The nearly indescribable approach is part of the fun of Comemadre, especially given the confidence and poise of its delivery ... Comemadre shocks on each page, and it’s also very funny. It is absurd and straight-faced and frighteningly self-assured ... Part of the horrifying joy of this novel is how safely you can rest in the hands of a maniac as the narrative world is built and burned down around you.
...the novel is not concerned with excoriating particular bad actions, and it would cheapen the text to read it as a mere dystopian warning against particular medical experimentation. The doctors’ cavalier attitude toward their patients’ potential suffering and their willingness to experiment with human bodies illustrates Larraquy’s broader conviction that our capacity for violence is more readily flexible than we like to believe ... The book is unsettling in its depiction of severed bodies, merciless characters, and ominous dreamscapes.
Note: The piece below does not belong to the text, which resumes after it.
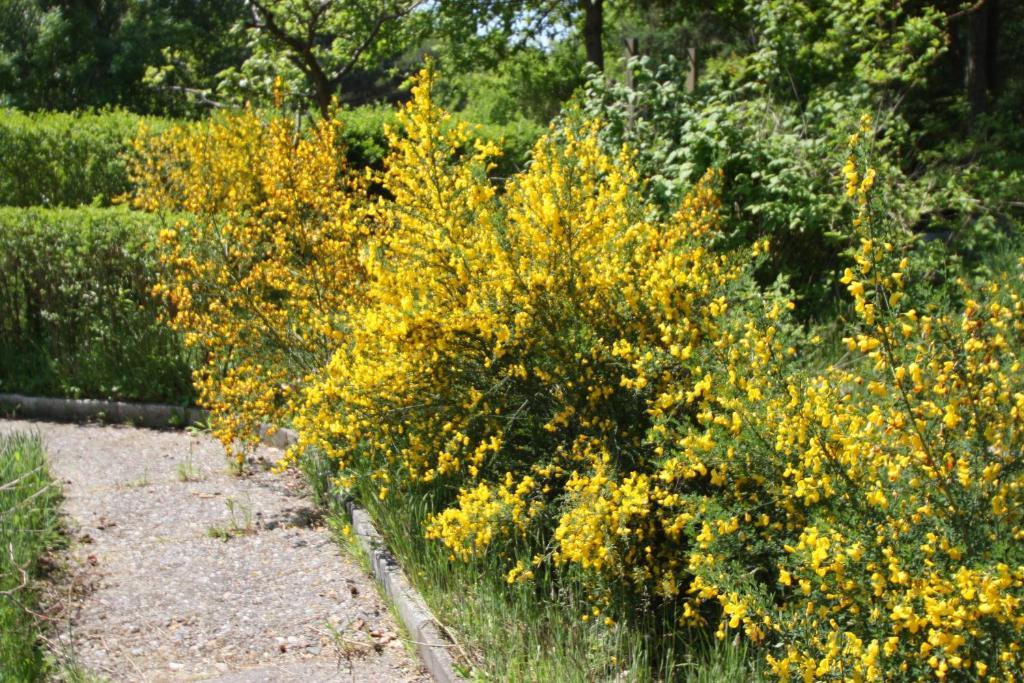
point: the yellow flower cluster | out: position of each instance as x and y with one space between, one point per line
892 482
260 257
582 388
Creating this sense of disturbance seems to be a part of Larraquy’s artistic intent. By unmooring the reader, he creates a reading experience that allows for shock in the face of violence, an increasingly difficult task for an artist. Juxtaposing two disparate stories allows the form to match the disconcerting content ... Heather Cleary does a glorious job at capturing the nuance and the comedy of Larraquy’s language ... By tempering even the darkest of moments of the story with grand metaphors, scathing interiority, and the comically absurd, Larraquy pulls the rug out from under the reader’s despair, humanizing the seemingly inhuman cruelty of its characters.
While the first half of the book is stronger in its narrative cohesion and effect, the second half excels in its experimentation as perspectives, style, and form shift quite fluidly while also creating subtle bridges to the first half ... The language, which Cleary does a remarkable job transforming into English, draws the reader into the story, making him or her complicit in the horror through his or her spectatorship. The consumption of this novel is quick, but the text will inevitably continue to haunt its reader.